The question is as follows: "Which type of lens might be used to correct for nearsightedness?"
Answer choices:
A. Convex
B. Concave
C. Either convex or concave, depending on the focal length.
D. Either convex or concave, depending on how nearsighted the person is.
I had answered A, but the correct answer is B. And this confuses me. Concave lenses always produce virtual images, and virtual images in lenses are always on the same side of the lens as the object. This would mean that a diverging lens would create an image outside of the eye, rather than inside the eye on the retina, right? Wouldn't this make one blind?
The important thing to remember with the eye is that it adjusts the focal length to focus an image on the retina via changing the radius of curvature (and focal length) with the ciliary muscles. This is called accommodation.
Taking this a step further, in a perfectly working eye, you have a fixed image distance because you want that image to form on the retina at ALL times to focus. In addition, the object distance is fixed. Just to reiterate all the eye can do is change the focal length which is an inherent property of a lens assuming it's dimensions can't change. But the dimensions of the lens in the eye can change via accommodation! In order to make the math easier and more conceptual we can pretend an object is at a distance of infinity away. If that is the case 1/f = 1/i + 1/infinity = 1/f + 1/i
Therefore, in this scenario f = i, so the image will form at the focal length. In a normal non-myopic eye, we will relax the ciliary muscles via norepinephrine beta adrenergic signaling. This will cause the eye to stretch and increase it's radius of curvature, thus increasing the focal point so that the image will form on the retina.

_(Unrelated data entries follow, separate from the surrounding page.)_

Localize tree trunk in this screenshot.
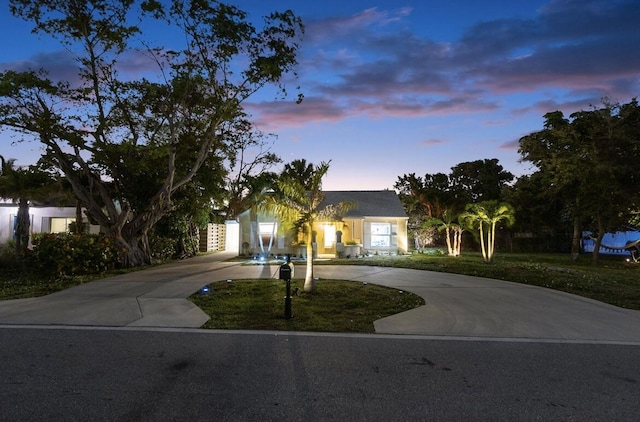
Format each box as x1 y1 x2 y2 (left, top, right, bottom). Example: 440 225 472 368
592 216 604 265
445 227 455 256
303 225 316 292
16 198 31 255
571 217 582 262
110 230 154 268
73 201 86 234
480 226 487 262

When you are nearsighted (myopia/myopic) you have a hard time seeing distances that are far away. This is because the lens in your eye cannot stretch enough to increase the focal length and place the image formed on the retina. Again, normally, we can see objects as far off as "infinity", but when we are nearsighted there is a maximum far point you can see, and beyond that far point you cannot focus on the object because the image is forming in front of the retina.
If the image distance (again, in this scenario it equals the focal length) is going to be in front of the retina you will not be able to focus. This brings about a situation like (a) in the example shown below where the image is forming at the focal point and the focal point is before the retina so it will be fuzzy (look at the point where the rays intersect). You can see the image is forming BEFORE the retina.
The idea is that by using a DIVERGING lens (concave) you will create a situation where you have a virtual image that forms WITHIN the nearsighted (myopic) persons "far point". Better said, when you place an object outside of the radius of curvature of a diverging lens, a virtual image will form within the radius of curvature/focal point. Thus, the virtual image created by the diverging lens will be closer to the eye so the image will now form at the retina. Or said another way, the diverging lens allows the focal point to occur a little farther back allowing the image to be formed on the retina just like in the image below which shows a corrective diverging lens on a myopic eye.
Finally, a virtual image does not mean you cannot see it. It just means you cannot project it. In a sense, if someone is myopic and wears corrective lenses the initial image they are seeing is "virtual".
Conceptually, this is one of the hardest topics on the MCAT. It really helped me to go and look into this further to fully wrap my head around it with resources other than TBR.